従来の考え方では、トラウマ的な体験の後に、ある状況下で特定の激しい反応をしてしまったり、極度に無気力になったりするようなことは、何か心が不調をきたしてしまったためで、それを思い出すことで反省し、正常に戻さなければいけない、といったような考え方だったらしい。しかし、本書では、そういった反応は当時にすれば限界まで迫られて体が本能的にとった対応で、適切なものですらありうると言う。そしてその時に形成されたある心のパーツの癖のようなものが、後のそれが必要ではない状況でも出てしまうようになっているという考え方である。なので過去の反応は過去の反応として置いておいて、今もそれが起こってしまっていると言うことを客観的に捉え、そのパーツたちを癒してあげようとすることで解決を目指す。

この方法は現在の症状を改善することを目的としているので、必ずしもトラウマ的な体験を追体験する必要はない。どうしてそういった反応が起こるのかを客観的に把握することが重要なのである。苦しむことを繰り返すことで治るということはほとんど望めないと言うことはよく分かる話である。

僕は人と話す時、いつも相手が快適に話せるようにしなきゃ、と力んで頑張ってしまうし、その結果ある程度それができるようにもなってきてしまった気がする。できるようになってきたのは良いけど。サービス精神のようなものが無意識に働いてしまって、人としゃべった後はぐったりしてしまうし、大勢で喋るとなるととても対応が難しく感じてしまう。怒っていたり、怒鳴っていたりする人がいたら、自分のことでなくてもドキドキしてとても疲れてしまう。

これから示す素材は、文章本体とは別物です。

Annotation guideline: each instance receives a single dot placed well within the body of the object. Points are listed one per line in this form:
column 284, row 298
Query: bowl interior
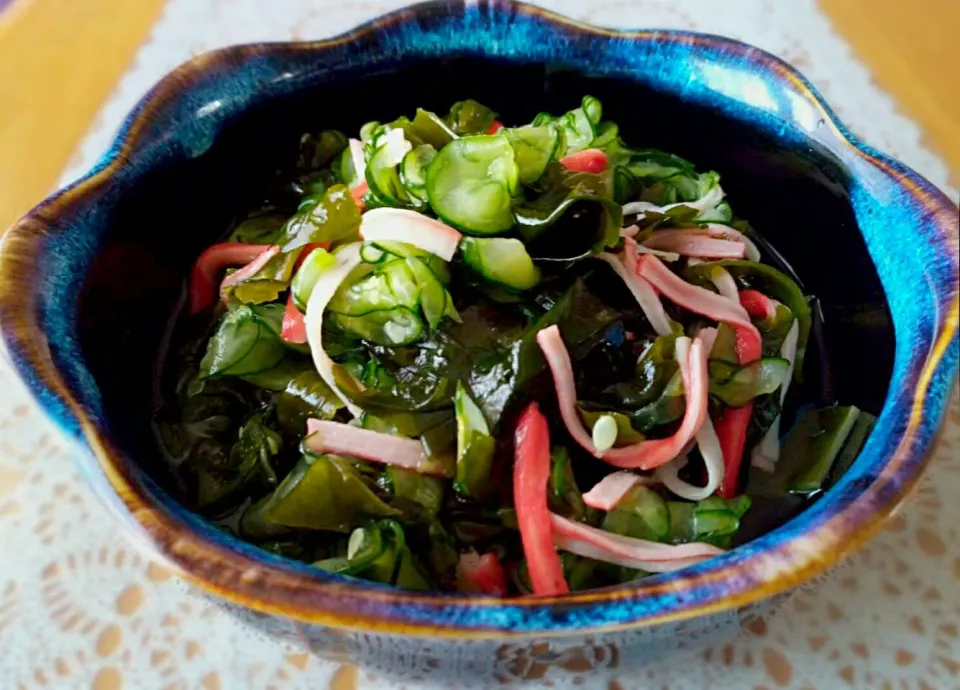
column 167, row 213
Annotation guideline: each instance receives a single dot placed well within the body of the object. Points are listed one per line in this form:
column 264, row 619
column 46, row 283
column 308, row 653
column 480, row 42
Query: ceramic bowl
column 90, row 276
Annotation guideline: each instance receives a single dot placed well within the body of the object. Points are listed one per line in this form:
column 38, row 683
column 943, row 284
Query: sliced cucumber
column 432, row 129
column 318, row 262
column 403, row 283
column 372, row 293
column 394, row 327
column 471, row 183
column 413, row 170
column 579, row 130
column 534, row 148
column 501, row 260
column 372, row 254
column 381, row 172
column 433, row 296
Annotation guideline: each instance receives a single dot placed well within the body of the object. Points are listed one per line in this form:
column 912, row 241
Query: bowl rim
column 276, row 586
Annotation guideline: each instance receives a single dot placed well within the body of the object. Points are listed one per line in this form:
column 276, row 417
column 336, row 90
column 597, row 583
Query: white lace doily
column 79, row 609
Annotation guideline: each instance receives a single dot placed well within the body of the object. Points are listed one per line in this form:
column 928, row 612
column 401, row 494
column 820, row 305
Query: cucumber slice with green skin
column 433, row 296
column 579, row 130
column 381, row 173
column 368, row 130
column 471, row 184
column 403, row 283
column 390, row 285
column 413, row 170
column 501, row 260
column 394, row 327
column 432, row 129
column 404, row 250
column 316, row 264
column 640, row 514
column 534, row 148
column 372, row 254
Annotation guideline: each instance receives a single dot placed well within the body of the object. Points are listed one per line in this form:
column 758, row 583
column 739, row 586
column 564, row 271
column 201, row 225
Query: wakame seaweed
column 453, row 354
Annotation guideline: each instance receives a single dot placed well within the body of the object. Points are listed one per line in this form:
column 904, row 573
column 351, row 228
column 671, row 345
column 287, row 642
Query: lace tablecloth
column 81, row 609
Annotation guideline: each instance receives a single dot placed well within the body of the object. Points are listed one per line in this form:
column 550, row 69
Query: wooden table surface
column 60, row 59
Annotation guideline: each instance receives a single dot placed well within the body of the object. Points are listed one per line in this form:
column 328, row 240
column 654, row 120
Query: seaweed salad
column 490, row 359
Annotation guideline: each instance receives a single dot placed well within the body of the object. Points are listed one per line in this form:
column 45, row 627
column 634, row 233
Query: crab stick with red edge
column 757, row 304
column 588, row 160
column 478, row 574
column 214, row 261
column 358, row 192
column 335, row 437
column 530, row 476
column 608, row 547
column 696, row 244
column 294, row 327
column 609, row 491
column 646, row 454
column 732, row 426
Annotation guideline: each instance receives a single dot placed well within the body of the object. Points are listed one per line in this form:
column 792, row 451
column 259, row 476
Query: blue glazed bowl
column 89, row 278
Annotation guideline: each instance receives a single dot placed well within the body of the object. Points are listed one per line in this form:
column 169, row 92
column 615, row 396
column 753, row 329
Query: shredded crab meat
column 641, row 290
column 403, row 225
column 646, row 454
column 335, row 437
column 250, row 270
column 696, row 243
column 359, row 163
column 692, row 297
column 705, row 203
column 709, row 446
column 653, row 557
column 609, row 491
column 348, row 258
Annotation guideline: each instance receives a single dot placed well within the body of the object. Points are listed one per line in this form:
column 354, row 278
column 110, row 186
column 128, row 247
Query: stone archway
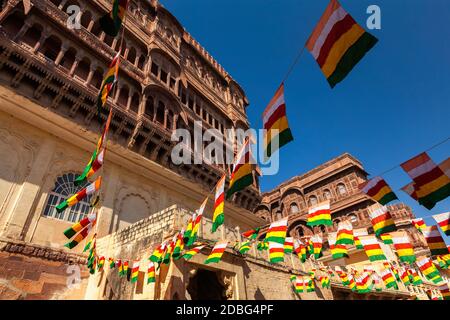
column 206, row 285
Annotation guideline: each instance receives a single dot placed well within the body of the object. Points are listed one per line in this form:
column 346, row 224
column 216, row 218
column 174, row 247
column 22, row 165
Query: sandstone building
column 50, row 75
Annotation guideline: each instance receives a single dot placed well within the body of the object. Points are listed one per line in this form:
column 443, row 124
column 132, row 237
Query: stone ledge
column 34, row 250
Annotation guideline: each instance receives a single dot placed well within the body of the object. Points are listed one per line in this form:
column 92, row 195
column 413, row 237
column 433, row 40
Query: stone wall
column 33, row 272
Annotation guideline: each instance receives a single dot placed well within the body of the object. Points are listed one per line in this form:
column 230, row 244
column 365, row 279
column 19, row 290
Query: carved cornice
column 37, row 251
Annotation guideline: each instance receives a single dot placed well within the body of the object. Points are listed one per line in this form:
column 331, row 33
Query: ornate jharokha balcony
column 61, row 69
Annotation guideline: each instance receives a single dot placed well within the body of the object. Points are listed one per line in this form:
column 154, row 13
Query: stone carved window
column 342, row 190
column 294, row 208
column 327, row 194
column 64, row 188
column 313, row 200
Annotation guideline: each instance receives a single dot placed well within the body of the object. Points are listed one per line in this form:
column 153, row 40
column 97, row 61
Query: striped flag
column 242, row 175
column 192, row 252
column 77, row 227
column 219, row 202
column 96, row 161
column 217, row 252
column 80, row 236
column 387, row 238
column 435, row 241
column 428, row 269
column 251, row 234
column 275, row 124
column 80, row 195
column 345, row 233
column 289, row 245
column 135, row 271
column 276, row 252
column 320, row 214
column 109, row 80
column 317, row 243
column 196, row 223
column 151, row 278
column 443, row 221
column 388, row 278
column 356, row 234
column 338, row 251
column 112, row 22
column 338, row 43
column 431, row 184
column 419, row 224
column 382, row 221
column 378, row 190
column 372, row 248
column 277, row 231
column 403, row 247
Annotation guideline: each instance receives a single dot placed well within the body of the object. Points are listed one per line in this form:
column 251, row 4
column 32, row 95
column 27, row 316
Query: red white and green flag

しかしこれも、少しのことでイライラする親がいたために、危険を避けるため常に人の反応を伺ったり、機嫌をよくしようとしてしまうパーツが形成されたからだと考えることができるだろう。そして、今もそれをしてしまっているが、実際には僕が普段話している人で父親のようにすぐに僕を殴ったり蹴ったり、怒鳴ったりするような人はいないと考えて良いと思うし、もしいたら警察かなんかに言えばいいだけだ。ただ耐えしのばなきゃいけないと言うことはない。もちろん小さい時に形成されたパーツの反応も、当時としては仕方がなかったわけで、今では他の対応策も取れるようになったと言う話である。だからといってそのパーツを消そうとするのではなく、そのことを小さなパーツたちに伝え、安心させることで関係を築き、反応を起こす必要のない状態にする。

僕は、この考え方はより納得ができるし、より今の生活の中で前に進もうとすることができるやり方だと感じている。今は現実の世界に生きているというような気があまりしなく、地に足がつかないような精神状態でいつも不安に暮らしているけれども、この考え方を身につけることで、少しでも地に足をつけて生きていくことができるような予感がするのである。

この考え方が、自分というものが複数の小さな他者によってできていると感じるという僕の持論と関係するのではないか、と言う話はまたいつか。